I am writing this at the NC Bunker outside of Plainfield. Goddard College is just three miles down the hill on the other side of the village. Vermont College of Fine Arts is in Montpelier, about ten miles away.
But then we veered back to Charles Olson and started watching this documentary. It’s in six parts. You can just keep watching. Lovely to watch him lumbering about and to hear the legends of his marathon teaching sessions at Black Mountain. Also lovely to see this clips of Robin Blaser talking about him. As it happens, I interviewed Blaser in the early 90s when I had my radio show (another connection/influence — by the time I interviewed him he had long since taken up residence in British Columbia where he helped anchor the powerful Canadian wing of Black Mountain poetry).
This brings me back to the beginning, my note about the theme of America as place, as space, as mythic and local at once. You can hear it in Kerouac and you can hear it in Olson, especially the snippets from his book Call me Ishmael. I’m Canadian and I live here and now, with all its concomitant ironies and subversions, and these naive affirmations of love and ownership for the land, the sense of identity and language embedded in the land, America, make me edgy. They ring hollow, whereas as once they helped propel the careers of these authors, as rebellious and as experimental as they seemed. Perhaps it is this naive affirmation that so many Americans miss nowadays.
- There is a comical connection between Numéro Cinq and Burroughs who once threatened to shoot John Proctor (a boy at the time). John was one of the first group of writers on the masthead and he wrote a knowing little essay about the incident.↵
- We have a serious commitment to all things Lishian at Numéro Cinq: two strong essays on Lish and his school by Jason Lucarelli here and here, photos of Lish by Bill Hayward, and essays, reviews and interviews on/with Lish protégés — Victoria Redel here, here and here; Diane Williams, Greg Mulcahy here and here, and Gary Lutz.

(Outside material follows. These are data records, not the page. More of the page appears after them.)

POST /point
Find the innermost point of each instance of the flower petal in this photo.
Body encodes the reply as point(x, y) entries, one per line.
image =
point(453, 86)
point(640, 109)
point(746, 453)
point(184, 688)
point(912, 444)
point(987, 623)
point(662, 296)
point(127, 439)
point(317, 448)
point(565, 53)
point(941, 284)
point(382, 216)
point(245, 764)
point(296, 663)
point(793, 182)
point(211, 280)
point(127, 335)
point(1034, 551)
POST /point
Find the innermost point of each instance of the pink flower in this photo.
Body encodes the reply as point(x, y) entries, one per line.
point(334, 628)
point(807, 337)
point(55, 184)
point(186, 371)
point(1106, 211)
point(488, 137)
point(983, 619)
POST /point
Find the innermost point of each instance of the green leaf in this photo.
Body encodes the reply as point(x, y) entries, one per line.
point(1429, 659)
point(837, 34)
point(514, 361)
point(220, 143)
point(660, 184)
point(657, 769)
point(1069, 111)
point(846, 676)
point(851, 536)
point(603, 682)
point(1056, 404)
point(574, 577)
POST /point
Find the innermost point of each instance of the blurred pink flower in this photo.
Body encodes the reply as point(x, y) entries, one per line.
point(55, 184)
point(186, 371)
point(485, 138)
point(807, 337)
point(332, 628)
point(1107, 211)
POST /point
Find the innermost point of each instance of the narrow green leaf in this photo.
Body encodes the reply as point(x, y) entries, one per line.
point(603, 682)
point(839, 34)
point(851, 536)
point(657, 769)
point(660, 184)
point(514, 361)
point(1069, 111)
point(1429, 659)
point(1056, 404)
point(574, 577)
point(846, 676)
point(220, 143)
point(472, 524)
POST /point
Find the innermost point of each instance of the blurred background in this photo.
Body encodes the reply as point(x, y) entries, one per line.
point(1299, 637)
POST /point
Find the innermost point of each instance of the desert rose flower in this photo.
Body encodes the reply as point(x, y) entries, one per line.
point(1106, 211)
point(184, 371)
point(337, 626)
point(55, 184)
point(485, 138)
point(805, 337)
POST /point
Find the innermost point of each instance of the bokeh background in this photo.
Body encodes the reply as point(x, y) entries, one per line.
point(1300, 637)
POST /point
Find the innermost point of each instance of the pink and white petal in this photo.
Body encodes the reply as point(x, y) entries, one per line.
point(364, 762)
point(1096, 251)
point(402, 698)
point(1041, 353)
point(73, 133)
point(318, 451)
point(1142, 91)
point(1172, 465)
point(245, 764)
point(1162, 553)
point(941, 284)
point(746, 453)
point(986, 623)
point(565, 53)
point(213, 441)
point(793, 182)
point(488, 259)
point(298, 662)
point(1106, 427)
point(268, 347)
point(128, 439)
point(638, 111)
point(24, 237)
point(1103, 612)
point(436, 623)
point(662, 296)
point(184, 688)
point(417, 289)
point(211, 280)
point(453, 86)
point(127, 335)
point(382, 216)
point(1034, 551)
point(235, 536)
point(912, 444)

I’ll stop — there are more.↵
- Not coincidentally, our Contributing Editor Natalie Helberg won the Robin Blaser Award for Poetry a couple of years ago. There is, in fact, a strong, shared aesthetic at the back of the magazine.↵
Michael Carson, who has a review in this issue, is joining the Numéro Cinq masthead as a contributor. He’ll be doing reviews and essays, including an essay on story structure coming out in the May issue and another book review on the hob for later. Michael is a short story writer and a veteran of the Iraq war, but best of all, he is intelligent, generous, curious, and thinks obsessively about books and writing. Fits right in.
Michael Carson lives on the Gulf Coast. His non-fiction has appeared at The Daily Beast and Salon, and his fiction in the short story anthology, The Road Ahead: Stories of the Forever War. He helps edit the Wrath-Bearing Tree and is currently working towards an MFA in Fiction at the Vermont College of Fine Arts.